Because these two things have so much more in common than people realize because they’re both driven by shame. And shame will always prevent you from figuring out what went wrong. It will always get in the way of figuring out, “Hey, how do I avoid this from happening again?” Because it sets you up in this dichotomy of good and bad. “I was bad. Now I have to be good or I’ve been so bad, there’s no hope for me to be good.” But good and bad are not the way out of this.

You need to put good and bad aside. Instead of this framework built on morality, you need a framework built on learning and curiosity. And asking yourself questions that actually help like, “Hey, what actually happened? What were my triggers yesterday really about? What was happening when I had these cravings? What excuses did I use?” You need to step into the role of a scientist, not a moralist. Being a moralist is not going to help you at all.

Here’s the thing, when you’re hungover and you’re looking for that quick relief the next day, it’s helpful for you to understand, “Hey, what’s actually going on? Am I trying to ease physical symptoms or am I trying to escape my internal dialogue that’s creating all this emotional suffering?”

Because when it comes to physical symptoms, whatever it is, headache, dehydration, vomiting, diarrhea, sweating, all that stuff. There’s things you can do. You can rehydrate yourself. You can drink plenty of water, plenty of fluids with electrolytes.
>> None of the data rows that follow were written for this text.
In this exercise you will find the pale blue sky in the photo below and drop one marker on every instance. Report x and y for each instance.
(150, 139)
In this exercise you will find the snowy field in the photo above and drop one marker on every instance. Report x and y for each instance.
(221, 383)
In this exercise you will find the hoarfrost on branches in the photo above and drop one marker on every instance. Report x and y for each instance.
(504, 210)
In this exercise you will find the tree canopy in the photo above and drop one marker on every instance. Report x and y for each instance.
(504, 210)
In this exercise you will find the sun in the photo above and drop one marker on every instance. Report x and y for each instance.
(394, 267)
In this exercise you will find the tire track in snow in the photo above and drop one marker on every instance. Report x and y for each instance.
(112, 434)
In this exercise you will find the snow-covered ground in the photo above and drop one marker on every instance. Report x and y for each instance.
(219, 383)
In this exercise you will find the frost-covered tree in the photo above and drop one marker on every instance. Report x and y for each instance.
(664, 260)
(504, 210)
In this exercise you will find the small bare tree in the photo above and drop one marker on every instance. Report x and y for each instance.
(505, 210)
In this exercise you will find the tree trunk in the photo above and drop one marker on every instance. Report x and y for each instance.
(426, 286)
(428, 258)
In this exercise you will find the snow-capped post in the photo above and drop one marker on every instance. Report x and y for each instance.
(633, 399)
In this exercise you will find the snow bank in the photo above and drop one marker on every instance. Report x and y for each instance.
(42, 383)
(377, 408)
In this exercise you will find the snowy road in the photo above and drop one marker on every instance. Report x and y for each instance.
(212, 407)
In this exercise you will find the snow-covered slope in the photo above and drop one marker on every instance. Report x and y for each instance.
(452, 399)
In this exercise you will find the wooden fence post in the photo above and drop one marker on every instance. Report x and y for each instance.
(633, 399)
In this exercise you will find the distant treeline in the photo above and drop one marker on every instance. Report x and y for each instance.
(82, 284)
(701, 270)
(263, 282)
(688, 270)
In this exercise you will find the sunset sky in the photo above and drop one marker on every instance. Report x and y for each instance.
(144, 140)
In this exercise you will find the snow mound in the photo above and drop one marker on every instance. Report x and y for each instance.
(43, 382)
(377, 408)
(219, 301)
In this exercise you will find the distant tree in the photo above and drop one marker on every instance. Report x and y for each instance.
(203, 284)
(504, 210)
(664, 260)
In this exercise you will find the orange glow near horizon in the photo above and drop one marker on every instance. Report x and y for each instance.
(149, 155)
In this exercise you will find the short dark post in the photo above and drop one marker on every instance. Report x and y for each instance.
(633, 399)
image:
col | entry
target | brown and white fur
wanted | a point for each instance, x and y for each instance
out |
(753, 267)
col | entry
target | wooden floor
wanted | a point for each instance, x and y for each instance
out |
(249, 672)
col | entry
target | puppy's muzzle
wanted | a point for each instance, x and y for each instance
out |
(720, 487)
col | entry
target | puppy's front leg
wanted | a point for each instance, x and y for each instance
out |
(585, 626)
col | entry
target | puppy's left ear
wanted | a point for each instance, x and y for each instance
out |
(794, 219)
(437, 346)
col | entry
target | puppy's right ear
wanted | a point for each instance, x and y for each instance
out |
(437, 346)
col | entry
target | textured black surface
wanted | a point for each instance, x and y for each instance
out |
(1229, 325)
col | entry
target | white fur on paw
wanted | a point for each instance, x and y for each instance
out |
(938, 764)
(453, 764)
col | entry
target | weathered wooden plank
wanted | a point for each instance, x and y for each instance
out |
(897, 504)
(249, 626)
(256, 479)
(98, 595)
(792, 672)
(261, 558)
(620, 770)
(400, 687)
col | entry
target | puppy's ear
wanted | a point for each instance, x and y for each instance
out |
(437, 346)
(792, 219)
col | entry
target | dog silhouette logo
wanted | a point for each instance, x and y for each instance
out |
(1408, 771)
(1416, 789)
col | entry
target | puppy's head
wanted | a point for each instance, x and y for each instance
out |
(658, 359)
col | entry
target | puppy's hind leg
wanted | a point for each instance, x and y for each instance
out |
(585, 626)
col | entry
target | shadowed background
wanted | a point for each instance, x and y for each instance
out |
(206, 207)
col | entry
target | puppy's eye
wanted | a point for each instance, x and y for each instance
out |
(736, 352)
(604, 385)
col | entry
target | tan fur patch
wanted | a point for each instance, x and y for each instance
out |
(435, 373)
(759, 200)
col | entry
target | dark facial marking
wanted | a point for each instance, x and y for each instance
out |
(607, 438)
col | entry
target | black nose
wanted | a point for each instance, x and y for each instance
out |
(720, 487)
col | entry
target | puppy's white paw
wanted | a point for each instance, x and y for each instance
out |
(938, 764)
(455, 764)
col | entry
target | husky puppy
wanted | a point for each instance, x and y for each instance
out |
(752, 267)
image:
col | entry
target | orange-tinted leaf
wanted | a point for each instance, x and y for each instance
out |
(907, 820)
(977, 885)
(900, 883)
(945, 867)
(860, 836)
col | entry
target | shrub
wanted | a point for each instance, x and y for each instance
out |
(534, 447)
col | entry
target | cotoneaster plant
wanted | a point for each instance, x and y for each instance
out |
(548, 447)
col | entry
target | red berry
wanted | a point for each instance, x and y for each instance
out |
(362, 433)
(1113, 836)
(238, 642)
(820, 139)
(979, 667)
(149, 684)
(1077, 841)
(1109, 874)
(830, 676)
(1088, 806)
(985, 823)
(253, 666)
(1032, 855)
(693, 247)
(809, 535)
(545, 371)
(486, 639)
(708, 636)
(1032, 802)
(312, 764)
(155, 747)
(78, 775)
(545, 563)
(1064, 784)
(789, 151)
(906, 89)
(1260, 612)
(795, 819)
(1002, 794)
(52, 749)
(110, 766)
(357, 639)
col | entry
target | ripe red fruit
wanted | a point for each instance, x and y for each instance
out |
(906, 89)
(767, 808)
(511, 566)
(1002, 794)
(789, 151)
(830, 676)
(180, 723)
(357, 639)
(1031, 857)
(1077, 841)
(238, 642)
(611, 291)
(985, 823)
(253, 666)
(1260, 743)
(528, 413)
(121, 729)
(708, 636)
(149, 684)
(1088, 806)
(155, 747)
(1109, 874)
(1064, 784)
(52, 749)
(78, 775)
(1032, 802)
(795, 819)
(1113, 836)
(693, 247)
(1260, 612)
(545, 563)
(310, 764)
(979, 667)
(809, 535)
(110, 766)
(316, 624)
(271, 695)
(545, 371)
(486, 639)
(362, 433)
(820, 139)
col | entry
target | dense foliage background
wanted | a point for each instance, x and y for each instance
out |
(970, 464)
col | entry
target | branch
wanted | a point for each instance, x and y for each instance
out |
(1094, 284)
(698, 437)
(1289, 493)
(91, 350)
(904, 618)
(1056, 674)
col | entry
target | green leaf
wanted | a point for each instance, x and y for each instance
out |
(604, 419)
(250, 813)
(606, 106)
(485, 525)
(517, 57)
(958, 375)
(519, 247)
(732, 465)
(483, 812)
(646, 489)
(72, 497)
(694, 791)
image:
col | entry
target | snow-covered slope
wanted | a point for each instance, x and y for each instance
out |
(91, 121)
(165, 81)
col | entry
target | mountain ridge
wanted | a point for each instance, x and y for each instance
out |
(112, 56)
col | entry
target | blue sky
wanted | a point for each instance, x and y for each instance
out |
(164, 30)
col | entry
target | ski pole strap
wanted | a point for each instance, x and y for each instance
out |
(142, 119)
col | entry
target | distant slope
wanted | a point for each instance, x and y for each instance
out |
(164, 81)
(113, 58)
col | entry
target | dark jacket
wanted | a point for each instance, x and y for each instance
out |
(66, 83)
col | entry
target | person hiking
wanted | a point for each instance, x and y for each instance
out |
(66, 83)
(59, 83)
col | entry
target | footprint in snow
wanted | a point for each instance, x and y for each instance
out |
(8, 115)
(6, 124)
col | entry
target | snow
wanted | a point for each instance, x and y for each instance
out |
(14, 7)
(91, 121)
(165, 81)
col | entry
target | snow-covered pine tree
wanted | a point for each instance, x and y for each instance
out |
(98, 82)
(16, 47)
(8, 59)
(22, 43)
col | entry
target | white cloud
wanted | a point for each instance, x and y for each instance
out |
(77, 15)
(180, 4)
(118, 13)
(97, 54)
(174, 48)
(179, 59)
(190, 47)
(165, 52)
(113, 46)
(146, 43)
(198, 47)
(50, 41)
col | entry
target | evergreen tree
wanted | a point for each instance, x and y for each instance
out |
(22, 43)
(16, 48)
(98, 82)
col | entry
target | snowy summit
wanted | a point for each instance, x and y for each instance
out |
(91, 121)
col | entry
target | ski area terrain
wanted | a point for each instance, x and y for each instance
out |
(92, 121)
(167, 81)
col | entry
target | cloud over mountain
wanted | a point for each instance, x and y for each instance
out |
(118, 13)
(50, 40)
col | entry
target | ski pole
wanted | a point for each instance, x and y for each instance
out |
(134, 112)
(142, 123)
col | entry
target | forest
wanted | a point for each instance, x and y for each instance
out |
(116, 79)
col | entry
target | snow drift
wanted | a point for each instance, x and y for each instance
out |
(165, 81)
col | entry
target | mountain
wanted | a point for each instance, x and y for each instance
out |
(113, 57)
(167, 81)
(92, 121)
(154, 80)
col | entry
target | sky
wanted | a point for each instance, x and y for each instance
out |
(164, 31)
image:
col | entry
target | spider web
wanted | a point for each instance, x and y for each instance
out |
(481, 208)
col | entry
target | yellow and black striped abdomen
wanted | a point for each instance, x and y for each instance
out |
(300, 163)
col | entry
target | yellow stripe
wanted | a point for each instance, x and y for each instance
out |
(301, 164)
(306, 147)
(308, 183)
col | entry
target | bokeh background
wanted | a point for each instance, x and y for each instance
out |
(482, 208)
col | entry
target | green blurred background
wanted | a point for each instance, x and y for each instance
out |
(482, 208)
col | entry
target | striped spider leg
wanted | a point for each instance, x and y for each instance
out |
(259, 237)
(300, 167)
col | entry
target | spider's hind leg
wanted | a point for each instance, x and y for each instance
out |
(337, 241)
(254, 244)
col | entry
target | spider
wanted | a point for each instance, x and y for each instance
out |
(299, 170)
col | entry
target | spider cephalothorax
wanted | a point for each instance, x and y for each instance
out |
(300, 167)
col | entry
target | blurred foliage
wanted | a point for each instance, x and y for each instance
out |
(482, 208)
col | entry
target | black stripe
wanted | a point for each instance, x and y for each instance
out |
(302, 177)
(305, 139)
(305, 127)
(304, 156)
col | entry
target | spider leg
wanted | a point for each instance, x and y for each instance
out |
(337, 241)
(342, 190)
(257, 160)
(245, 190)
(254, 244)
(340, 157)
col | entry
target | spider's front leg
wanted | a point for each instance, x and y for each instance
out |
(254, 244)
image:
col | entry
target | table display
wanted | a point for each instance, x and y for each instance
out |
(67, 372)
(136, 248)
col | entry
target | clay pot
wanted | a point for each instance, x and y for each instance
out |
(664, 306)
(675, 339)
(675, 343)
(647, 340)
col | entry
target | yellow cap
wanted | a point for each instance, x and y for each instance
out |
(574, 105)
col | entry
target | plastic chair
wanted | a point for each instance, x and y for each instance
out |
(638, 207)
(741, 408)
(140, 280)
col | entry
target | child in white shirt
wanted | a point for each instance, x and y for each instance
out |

You can eat carbohydrates to raise your blood sugar. You can eat nutrient dense foods that are rich in potassium and B vitamins and zinc. You can take pain reliever to help with the headache as long as it’s not acetaminophen or Tylenol. You can give yourself plenty of rest. But none of those things are going to help you change the narrative in your head about why it is that you drank too much and that’s what needs changing.

For most people, when you really start to question the pain that you’re trying to ease, most people will see, yeah the physical effects of a hangover, they can suck. But it’s the emotional suffering that feels so much worse. And the emotional suffering will not be helped with more alcohol or medicine or fluids or rest. That requires thought work. That requires understanding you’re drinking from the perspective of, “Hey, what tools was I missing? What tools do I need? What information am I lacking?” Rather than, “You should just simply know better.”

We really want you to think about this the next time you have a hangover, when you’re looking for relief. Is it relief from your physical symptoms or is it relief from the emotional suffering? Which one are you actually trying to fix? And of course, if you’re tempted to drink, know that “hair of the dog” doesn’t work and you’re just delaying the inevitable.

But if you find yourself with a lot of emotional suffering and you notice that you’re wanting to rush to like, “Okay, I’m just going to promise to be good.” Or you’re falling into that mindset of like, “Oh, I’m never going to figure this out.” Know that that happens because of shame. And that shame happens because of your internal dialogue. And that’s what you need to work on and clean up first if you want to show up differently in a meaningful way in the future.